Михаил старался обходить острые темы, но Валя решила, что начать надо с самого больного. И честно рассказала ему обо всем, что случилось за последние несколько месяцев. И пять последних лет.
– Валь, а тебе никогда не приходило в голову, что он тебя всю вашу жизнь использовал?
– Ну как тебе сказать, Миш… – Валентина отставила бокал и задумчиво посмотрела на горы, уже прячущиеся в прозрачной сиреневой дымке вечера. – Наверное, ты прав. Я как-то не думала об этом. Раньше все времени не было, да и сил. А потом, когда все закончилось… Я просто закрыла для себя те страницы. Да и если использовал… Пусть. В результате-то, что бы он себе ни думал, в выигрыше осталась я. У меня в руках все то, что я создавала, что завоевывала каждым своим днем работы. А что у него? Полнейшая неизвестность…
– Тебе его не жаль?
– Ты чего? Какое там «жаль»?.. Наверняка тебе уже весь Камышинск насвистел, что я его выгнала, что всю кровь из него выпила и выгнала на заработки… Ну так вот это вовсе даже наоборот. Он нас бросил. Меня, девчонок. Ну ладно, если бы я была одна. Хотя бы понятно – разлюбил… Что ж теперь, со всеми бывает. Но он бросил двух дочерей. Причем даже попрощаться не пришел… даже не знаю, виделся он с ними после того, единственного разговора. И вот этого я ему никогда не прощу!
– Ты сейчас на тигрицу похожа. Успокойся! Даже если мне кто-то что-то свистел. Я же не дурак. Я понимаю, что происходило, представляю, каково тебе. И, думаю, почти понимаю, каково твоим девчонкам.
– Мне иногда стыдно им в глаза смотреть. Все кажется, что я виновата, из-за такого, прости господи, папочки.

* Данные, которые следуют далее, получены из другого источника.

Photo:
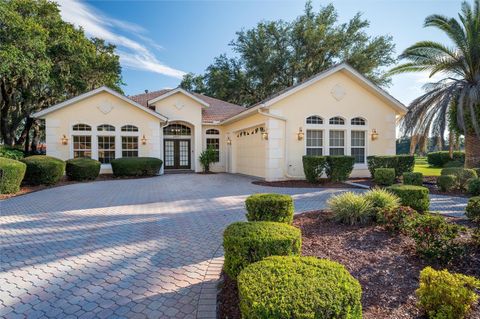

Михаил погладил Валину руку. Ее пальцы чуть подергивались, глаза потемнели. Она вовсе не закрыла эту страницу – вернее, закрыла для себя, но не смогла закрыть для своей семьи. И ему это нравилось все больше.
«Наверное, мою Анастасию все-таки надо поблагодарить… если бы она не была такой нетерпимой, может быть, мы бы до сих пор были вместе. И я бы так и не добрался до Камышинска. Не вытаскивал бы людей из-под разрушенных селем домов. И никогда бы не узнал, что есть где-то женщина, без которой невозможно жить…»
– Не вини себя. Ни в чем ты не виновата. И перед девчонками тебе не в чем извиняться. Они у тебя умницы и все понимают совершенно правильно.